The band plays loud and somewhat heavy underground grindcore in the vein of bands like Sakatat and Wormrot. Although the band's doesn't bring forth any new innovations as such, their even retrogressive approach to crusty grindcore is delivered with such enthusiasm, honesty and youthful drive that you don't really note the lack of new ideas. The brisk, harsh and heavy guitars execute riffs ranging from punk-influenced three-chord wonders ("Uskonsota") and similar, crusty riffs ("Olof Napalme") to way more death metal-based ones ("Erämaa"), all the way to some slower, darker and atmospheric bits ("Talo, parts 1 & 2"). The bass guitar's heavy-ish pounding makes the songs more sturdy and provides a good dose of their pulse, and does its part well even though I wouldn't mind it having just a bit more weight in the compositions. The organic and simplistic drums are very lively and makes the songs seem faster and more energetic and violent, without even trying to steal the show.

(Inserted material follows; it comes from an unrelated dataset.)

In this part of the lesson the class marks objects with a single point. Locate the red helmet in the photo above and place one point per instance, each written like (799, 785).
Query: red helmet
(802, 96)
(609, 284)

The tempo stays high and the riffs change on a more or less fast pace, but the songs and the overall album has such an amount of versatility and small twists and spices that it stays interesting for a good while. A brief break, guitar lead, a discord note or a drum fill appears often to spice up the already vivid songs, so, despite the crude and simple first impression and the short playtime, the album has a lot to offer. The band has two vocalists; one screams, and one growls. The vocalists have shared their parts in an almost mathematically equal way, and at times I felt that the vocal styles' predictable way of changing could use some less evident twists, but overall they do their part fittingly and well. The constant switches back and forth between the two styles makes the songs more relentless, but is rather boring compositionally. The vocalists sound as young as they are, but what their voices lack in depth and power, they make up in effort and lack of shame; the growls don't make an impact but sound interesting, and the highest shrieks have a cutting edge. They suit the band's overall underground style, too, even though they could've employed more daring arrangements.

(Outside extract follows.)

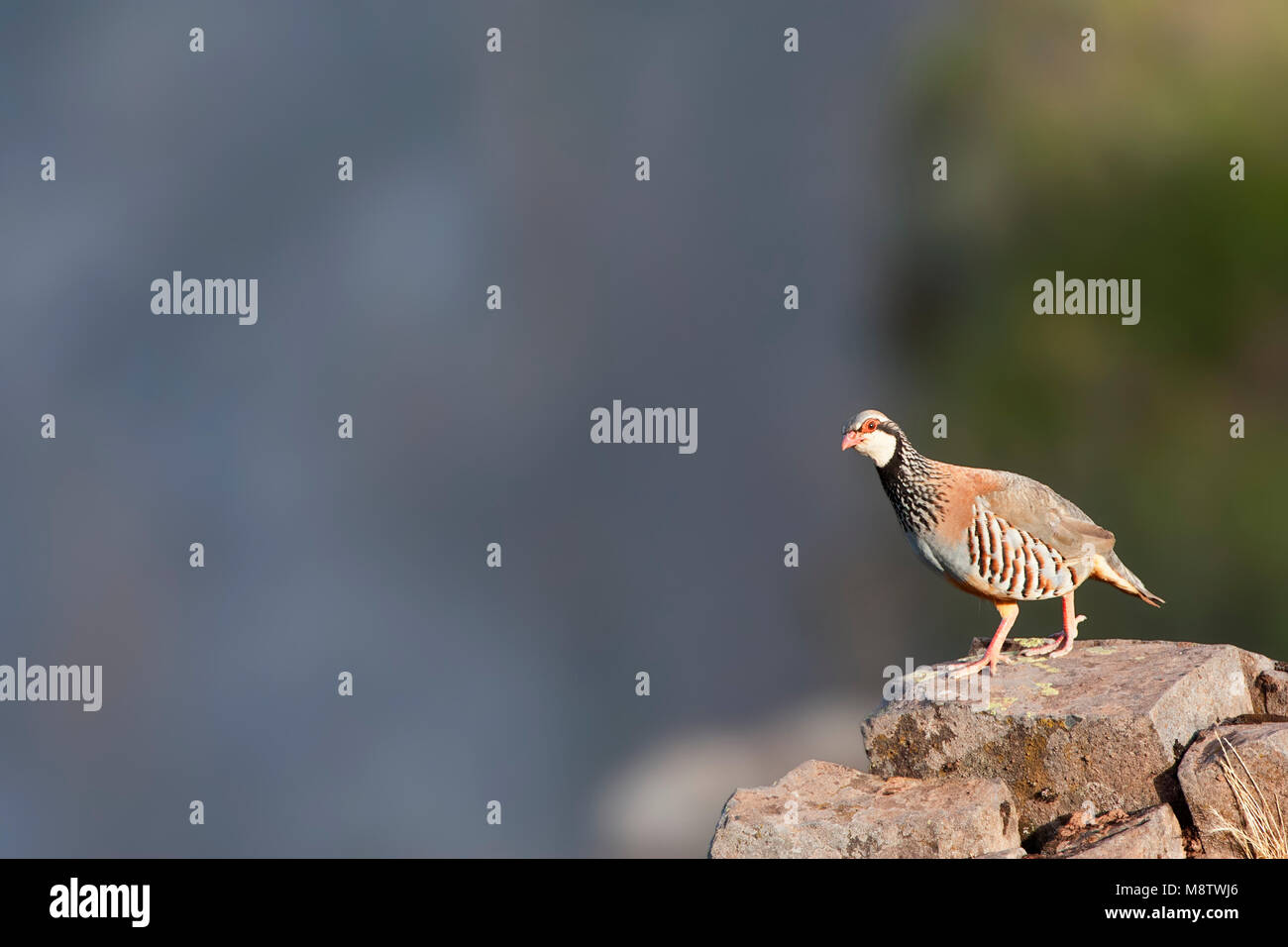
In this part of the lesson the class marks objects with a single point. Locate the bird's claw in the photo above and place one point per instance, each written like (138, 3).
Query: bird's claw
(1057, 644)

The band isn't the most serious one, although they're still far from a joke band. Their lyrics deal with modern world issues and crises, goverment and police control, personal and mental problems, and they do have a point even though the band does not try to preach or teach at all. They have a couple of more humouristic tunes about booze, drugs and murder, too, and they don't stick out in a bad way due to all the lyrics sharing a similar writing style. The band does what they want, like it or not. The lyrics are included on the CD-R as a printed A4, which holds no translations.
I was originally sceptical about the album's lenght and the group's overall approach, but after numerous listens I've found the album to be just of the right lenght, and it seems to stay interesting and appealing even after many, many spins. Honestly, I did not expect the album to be this good. The album gets a 9- for being such a relentless and well-crafted whole, and for it bringing out the band's strenghts. I originally hoped for more innovation and lenght from the album, but in the end the album is the way it is because the band knew its limits and decided not to stray too far from their "safe zone," and instead focused on their strongest points to create a powerful and solid album.
The band has now built a strong foundation for its future efforts, and I can only hope that they keep up the same trend of progress that they had between their demo and this album. It'll be interesting to see if the band takes their style to a more modern direction, or will they keep on treading forward on the more oldschool path. Either way, I wish they group puts more focus on their vocal arrangements and the singers' place in the mix, as it seems they haven't explored this area to the farthest.